The median age in the city was 50.2 years. 19.8% of residents were under the age of 18; 3% were between the ages of 18 and 24; 22.2% were from 25 to 44; 36% were from 45 to 64; and 19.2% were 65 years of age or older. The gender makeup of the city was 53.9% male and 46.1% female.

===2000 census===
As of the 2000 census, there were 118 people, 53 households, and 38 families living in the city. The population density was 259.9 PD/sqmi. There were 67 housing units at an average density of 147.6 /sqmi. The racial makeup of the city was 98.31% White, 0.85% Native American, and 0.85% from two or more races. 23.5% were of German, 23.5% Norwegian, 11.8% French, 8.8% Pennsylvania German and 5.9% Scottish ancestry.

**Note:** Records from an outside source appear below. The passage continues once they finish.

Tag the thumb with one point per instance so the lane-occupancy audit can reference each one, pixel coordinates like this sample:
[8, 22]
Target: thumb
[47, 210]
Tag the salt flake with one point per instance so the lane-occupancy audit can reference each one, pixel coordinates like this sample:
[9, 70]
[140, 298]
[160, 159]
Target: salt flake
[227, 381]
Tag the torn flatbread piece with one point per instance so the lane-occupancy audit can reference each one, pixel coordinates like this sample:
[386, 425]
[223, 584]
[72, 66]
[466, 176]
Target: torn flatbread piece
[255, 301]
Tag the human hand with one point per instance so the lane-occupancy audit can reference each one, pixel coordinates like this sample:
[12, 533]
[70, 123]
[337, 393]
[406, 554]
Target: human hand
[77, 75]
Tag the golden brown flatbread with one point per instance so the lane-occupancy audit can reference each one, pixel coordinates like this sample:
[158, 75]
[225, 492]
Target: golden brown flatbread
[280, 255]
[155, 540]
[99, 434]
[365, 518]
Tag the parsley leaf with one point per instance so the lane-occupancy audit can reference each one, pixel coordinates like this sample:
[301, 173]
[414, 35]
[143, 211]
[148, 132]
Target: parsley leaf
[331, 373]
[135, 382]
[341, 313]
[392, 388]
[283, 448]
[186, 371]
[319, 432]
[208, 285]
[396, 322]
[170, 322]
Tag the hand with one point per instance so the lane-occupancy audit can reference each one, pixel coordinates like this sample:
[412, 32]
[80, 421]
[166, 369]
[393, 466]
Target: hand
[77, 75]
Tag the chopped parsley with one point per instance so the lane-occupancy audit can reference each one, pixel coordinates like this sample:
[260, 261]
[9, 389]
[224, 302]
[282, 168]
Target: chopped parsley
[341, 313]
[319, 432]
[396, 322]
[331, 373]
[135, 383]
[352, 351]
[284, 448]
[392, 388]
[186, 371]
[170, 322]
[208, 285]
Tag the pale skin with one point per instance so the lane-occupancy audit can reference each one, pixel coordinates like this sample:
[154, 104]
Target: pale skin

There were 53 households, out of which 24.5% had children under the age of 18 living with them, 47.2% were married couples living together, 17.0% had a female householder with no husband present, and 28.3% were non-families. 26.4% of all households were made up of individuals, and 18.9% had someone living alone who was 65 years of age or older. The average household size was 2.23 and the average family size was 2.58.

In the city, the population was spread out, with 16.9% under the age of 18, 12.7% from 18 to 24, 22.0% from 25 to 44, 24.6% from 45 to 64, and 23.7% who were 65 years of age or older. The median age was 44 years. For every 100 females, there were 96.7 males. For every 100 females age 18 and over, there were 104.2 males.

The median income for a household in the city was $27,083, and the median income for a family was $29,375. Males had a median income of $40,625 versus $15,417 for females. The per capita income for the city was $11,702. There were no families and 12.5% of the population living below the poverty line, including no under eighteens and 29.4% of those over 64.

==Culture==
Palisade is the birthplace of writer Jonathan Franzen's father. The main characters in Franzen's novel "Freedom" are named the Berglunds, likely after the Berglund Park Campground in Palisade.